Implementation-Related Factors
Patient-related factors, including psychological resilience and the ability to adhere to long-term care and rehabilitation, play a critical role in selecting the appropriate type of KPro. Socioeconomic and logistical considerations—such as access to specialized care, the capacity to attend regular follow-ups, and compliance with lifelong topical therapy—can significantly impact the long-term outcome of surgery. The need for bandage contact lens replacement once every 3 months and continued monitoring for onset or worsening of glaucoma mandates close follow-up. Cosmetic considerations need to be addressed appropriately by counselling of the patient and family, especially with the type 2 KPros, as they dramatically alter the patient’s appearance. Counselling regarding the lifelong possibility of complications, the potential need for repeat or multiple surgeries, the real risk of implant failure and irreversible blindness, and even KPro extrusion, is crucial to ensure that patient expectations are aligned with reality.
Finally, the success of KPro surgery, particularly the more complex procedures like MOOKP, is heavily dependent on the experience of the surgical team and the capabilities of the center. A multidisciplinary team including cornea, glaucoma, and retinal surgeons, oral and maxillofacial surgeons, and anesthesiologists is mandatory. The steep learning curve for the surgical team, especially for osteo-based KPros, underscores the need for adequate training, surgical backup, and long-term patient management infrastructure. In addition to surgical expertise, comprehensive postoperative care to identify complications early and manage them goes a long way in improving outcomes. The availability of specific KPro types may vary by region or center, influencing the choice of implant. Regulatory approvals and cost can also impact surgical planning and timing.

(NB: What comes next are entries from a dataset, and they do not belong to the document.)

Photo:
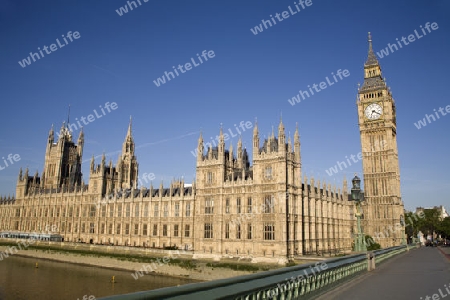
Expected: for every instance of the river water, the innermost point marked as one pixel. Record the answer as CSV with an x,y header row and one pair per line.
x,y
21,280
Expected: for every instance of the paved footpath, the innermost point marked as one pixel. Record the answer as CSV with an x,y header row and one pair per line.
x,y
415,274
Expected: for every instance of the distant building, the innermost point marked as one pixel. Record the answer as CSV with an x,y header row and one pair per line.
x,y
266,210
441,210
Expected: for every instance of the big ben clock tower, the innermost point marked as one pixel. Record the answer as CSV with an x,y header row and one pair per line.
x,y
383,209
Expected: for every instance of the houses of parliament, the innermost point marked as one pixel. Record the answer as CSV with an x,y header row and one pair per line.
x,y
264,209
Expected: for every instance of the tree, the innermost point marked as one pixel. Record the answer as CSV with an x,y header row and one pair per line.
x,y
444,227
371,244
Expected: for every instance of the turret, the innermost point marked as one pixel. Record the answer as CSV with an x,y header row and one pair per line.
x,y
255,140
281,138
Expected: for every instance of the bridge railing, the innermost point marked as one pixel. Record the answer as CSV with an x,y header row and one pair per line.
x,y
298,282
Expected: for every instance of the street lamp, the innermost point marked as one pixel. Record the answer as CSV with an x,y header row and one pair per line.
x,y
402,222
360,245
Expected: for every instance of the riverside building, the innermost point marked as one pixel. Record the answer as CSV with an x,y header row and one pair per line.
x,y
264,210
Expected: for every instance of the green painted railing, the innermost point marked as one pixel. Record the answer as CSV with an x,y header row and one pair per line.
x,y
298,282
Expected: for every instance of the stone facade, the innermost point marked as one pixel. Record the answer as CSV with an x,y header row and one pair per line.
x,y
261,211
383,206
264,211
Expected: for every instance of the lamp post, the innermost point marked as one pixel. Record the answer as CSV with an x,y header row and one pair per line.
x,y
402,222
360,245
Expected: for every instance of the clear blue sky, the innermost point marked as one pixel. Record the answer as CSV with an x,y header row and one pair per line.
x,y
117,58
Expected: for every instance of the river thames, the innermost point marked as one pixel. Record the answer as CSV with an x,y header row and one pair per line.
x,y
21,280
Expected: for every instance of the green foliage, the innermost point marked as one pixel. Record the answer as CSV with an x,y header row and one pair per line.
x,y
444,227
371,244
233,266
426,221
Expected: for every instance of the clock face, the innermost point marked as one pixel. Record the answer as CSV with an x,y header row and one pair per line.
x,y
373,111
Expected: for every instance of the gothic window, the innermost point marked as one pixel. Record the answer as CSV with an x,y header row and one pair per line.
x,y
144,229
249,231
209,178
111,210
227,230
166,210
188,209
156,211
146,210
268,173
136,210
269,204
208,231
92,211
177,209
249,205
209,206
269,231
128,211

Based on the above factors, we propose a structured algorithm to guide the appropriate selection of KPro (Figure 8). The algorithm does not include MICOF and Fyodorov-Zuev KPros due to their limited availability.
Conclusion
Recent progress in material science and a better understanding of the drawbacks of earlier KPro designs have led to the development of several new models, as well as improvements in existing ones, with the goal of achieving better outcomes. Among the currently available options, the Boston type 1 KPro is the most commonly used worldwide. Over the years, changes in the design and material of the backplate have helped to reduce complications such as retroprosthetic membrane formation and perioptic melts. Among the type 2 devices, the MOOKP is often considered the gold standard due to its superior long-term visual and anatomical results. However, its complex surgical steps and less favorable cosmetic appearance have limited wider use. The Boston type 2 and tibial KPro serve as good alternatives in suitable cases. Given an expanding array of KPro options—each with distinct advantages, indications, and limitations—it is increasingly important to adopt a structured, individualized approach to device selection. A comprehensive algorithmic framework, informed by ocular surface status, systemic factors, and surgical feasibility, is essential to optimize patient outcomes and guide clinical decision-making in this complex and evolving field.